Sunday, September 03, 2006

Sometimes my girl is such a boy

Hello and welcome back. Sorry for the prolonged absence but I have been very busy in a complicated and deadly serious dance of mothering and counter-mothering; all well oiled by endless cups of tea. I sometimes feel I am stuck in a modern version of the Mad Tea Party: the conversations around here tend to bounce along in the same way as the March Hare and the Hatter's (Anna, I suppose, is the Dormouse, without all the pinching and tea-dunking). Although unlike Alice, I haven’t just wandered in accidentally. Being a member of the original line up I have to claim equal responsibility for the machinations of the whole complicated business. That really sucks, because there is not much I like better than to be able to say that something was someone else's fault.

I have also been spending far too much energy being vile to everyone around me. I am more irritable now than I ever was at the height of my hormonal carnival of a pregnancy, so I think the sooner I find some little home of my own to live in the better everyone’s lives will be.

Anna quite likes it here. If she is aware of the maelstrom of obsessive caring raging around her, then she is not letting on. It’s hardly surprising she is enjoying herself; there are now two people close at hand to adore her, and one of them never fails to coo and cluck over every little thing she does, which is obviously a nice surprise for her. I’m expecting her to be totally ruined by the time we leave.

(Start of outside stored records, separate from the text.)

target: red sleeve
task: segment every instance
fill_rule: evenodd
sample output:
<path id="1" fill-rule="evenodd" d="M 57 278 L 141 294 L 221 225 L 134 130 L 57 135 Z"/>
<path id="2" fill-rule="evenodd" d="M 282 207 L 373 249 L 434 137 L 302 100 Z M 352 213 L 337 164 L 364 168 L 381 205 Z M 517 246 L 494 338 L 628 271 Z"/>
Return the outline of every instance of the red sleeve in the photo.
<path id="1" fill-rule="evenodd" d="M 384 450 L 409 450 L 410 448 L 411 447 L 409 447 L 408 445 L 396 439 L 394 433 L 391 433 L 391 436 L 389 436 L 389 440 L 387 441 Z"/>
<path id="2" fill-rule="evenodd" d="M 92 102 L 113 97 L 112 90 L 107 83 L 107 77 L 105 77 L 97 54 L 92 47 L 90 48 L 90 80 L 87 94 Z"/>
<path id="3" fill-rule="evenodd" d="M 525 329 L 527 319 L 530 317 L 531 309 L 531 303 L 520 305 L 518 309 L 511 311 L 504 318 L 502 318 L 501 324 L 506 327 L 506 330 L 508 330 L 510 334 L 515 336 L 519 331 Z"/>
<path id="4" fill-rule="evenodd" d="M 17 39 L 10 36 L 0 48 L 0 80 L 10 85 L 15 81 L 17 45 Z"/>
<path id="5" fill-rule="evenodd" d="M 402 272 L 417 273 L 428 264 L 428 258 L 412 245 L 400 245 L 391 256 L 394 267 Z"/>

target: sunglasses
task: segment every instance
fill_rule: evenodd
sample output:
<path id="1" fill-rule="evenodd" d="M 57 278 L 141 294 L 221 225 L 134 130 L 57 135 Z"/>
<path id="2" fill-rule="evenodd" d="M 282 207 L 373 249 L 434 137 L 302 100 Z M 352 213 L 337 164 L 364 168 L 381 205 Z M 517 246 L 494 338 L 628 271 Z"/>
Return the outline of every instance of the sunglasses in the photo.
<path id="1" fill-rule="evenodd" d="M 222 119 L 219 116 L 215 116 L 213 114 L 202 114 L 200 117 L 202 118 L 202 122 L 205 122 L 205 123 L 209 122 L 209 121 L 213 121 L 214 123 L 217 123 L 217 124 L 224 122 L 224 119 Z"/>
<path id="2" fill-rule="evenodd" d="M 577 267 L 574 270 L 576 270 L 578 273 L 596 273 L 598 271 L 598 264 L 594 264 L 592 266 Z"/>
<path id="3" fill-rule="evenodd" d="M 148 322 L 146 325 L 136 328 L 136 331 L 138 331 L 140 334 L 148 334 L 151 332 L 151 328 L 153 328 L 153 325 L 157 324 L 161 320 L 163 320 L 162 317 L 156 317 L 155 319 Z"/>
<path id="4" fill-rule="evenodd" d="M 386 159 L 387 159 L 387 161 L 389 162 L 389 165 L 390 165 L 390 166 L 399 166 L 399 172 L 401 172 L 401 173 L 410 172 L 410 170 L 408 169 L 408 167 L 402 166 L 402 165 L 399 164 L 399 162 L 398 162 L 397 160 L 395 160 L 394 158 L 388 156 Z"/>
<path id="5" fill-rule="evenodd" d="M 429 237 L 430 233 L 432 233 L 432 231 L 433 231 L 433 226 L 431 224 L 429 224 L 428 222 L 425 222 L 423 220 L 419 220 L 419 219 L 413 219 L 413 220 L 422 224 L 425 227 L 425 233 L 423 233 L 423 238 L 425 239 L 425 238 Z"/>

On occasions, I am convinced that Anna is an absolute child prodigy, and I spend many a happy hour imagining the unimaginable wealth that will surely come my way when she bursts on to the world with her genius. At other times, she reminds me that she is a perfectly ordinary baby who is not yet in full control of all her mental faculties and quite possibly will put off staging a take-over bid for some time.

Like in the bath the other night. My mother has what is called a Roman Bath (which as far as I can see is a fancy way of saying they’ve built a little wall along the open side of the shower recess and laid tiles everywhere). The bath taps and the spout stick out along one side of the wall at about perfect head height for Anna, and on this particular Bart Simpson moment she’d manoeuvred herself so that she was leaning against the wall with her head between one tap and the spout. By turning her head very slightly from side to side, (it was a comfy fit) she could see first tap, then spout, then tap, etcetera etcetera. I could tell by the grin on her face that this is what passes for thrilling entertainment for a young ‘un. Then she tipped her head slightly from side to side, and oh, the thrill! when she felt the corresponding rubs of tap and spout on her little bonce. Then – in what I can only describe, very lovingly, as an act of pure and mindless stupidity – right before my incredulous eyes she banged her head very deliberately, first one side, then the other, on the two very hard objects on either side of her. In case I am not making myself clear: the two very hard objects that not a minute earlier she'd been looking at and had then carefully tested, with her own head, for solidity.

Amongst all the ensuing wailing and the soothing and the cuddles and the ‘there theres’, I knew I was faking it. I’m sorry, Chicky, but love you as I do, it is just not possible for me to muster up any sympathy for that sort of behaviour.